In retrospect, it probably wasn't a fair comparison for Hayes, who has been a three-year starter for the Terps but never made an All-ACC team. Blake wasn't a scorer - he averaged double digits just once during his career, his senior year - but he was deceptively quick, he could run a team, and he could pass and defend as well as anyone in the country. It's the reason he's still playing in the NBA and has been a frequent starter for multiple teams.

Hayes vs. Blake
Hayes isn't deceptively quick, and he's never possessed Blake's penchant for playing as if he had a chip on his shoulder on every possession. But to his credit, he has actually been a better shooter than Blake was in college, and perhaps a more consistent scorer (Hayes has scored in double figures 22 times this season). The reality is, especially since Hayes doesn't play point guard that often anymore, they're completely different players.

"I definitely got a little tired of it," Hayes said of the Blake comparisons. "It was a different situation for him when he was here than it's been for me. He had Lonny Baxter and Chris Wilcox down on the block. For me to do the same thing he did is kind of out of the question. I think I've done a great job of getting away from that and making a name for my own self."

Perhaps Hayes' greatest strength during his career has been his steady hand. In good times and bad, Maryland generally knows what it's going to get out of Hayes. Pretty good defense, pretty good outside shooting and the ability to make free throws as consistently as anyone in the country. Hayes, who made 45 percent of his 3-pointers this year, is fourth in school history with 191 in his career. His free-throw percentage (.867) will go down as the best in Maryland history if it holds up.

"As a coach, you like to know what a player is going to do when he gets out there," Williams said. "Eric has always had that. Eric is a threat. It helps Greivis Vasquez, it helps Landon Milbourne, and it helps Sean Mosley. If you leave Eric open, he's got a pretty good chance to make a 3. When you try to spread the court with your offense, if teams have to extend on Eric Hayes, it really helps us."
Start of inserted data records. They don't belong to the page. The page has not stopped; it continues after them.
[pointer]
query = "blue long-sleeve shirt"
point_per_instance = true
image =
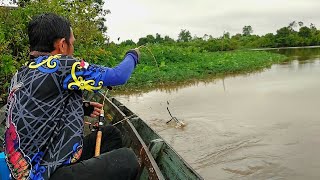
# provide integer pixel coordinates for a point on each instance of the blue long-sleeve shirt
(45, 114)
Hayes - who was coached by his father, Kendall, at Potomac - has the kind of personality you see sometimes in players coached by a parent during their formative years. He's quiet and guarded in interviews, carefully choosing his words. On the court, he's humble almost to a fault, often passing on his own shot when he could probably help Maryland by being more aggressive.

Some of his tentative nature, Hayes confirms, comes from hearing whispers growing up that he was playing only because he was the coach's son. Never mind that he finished as his high school's all-time leading scorer.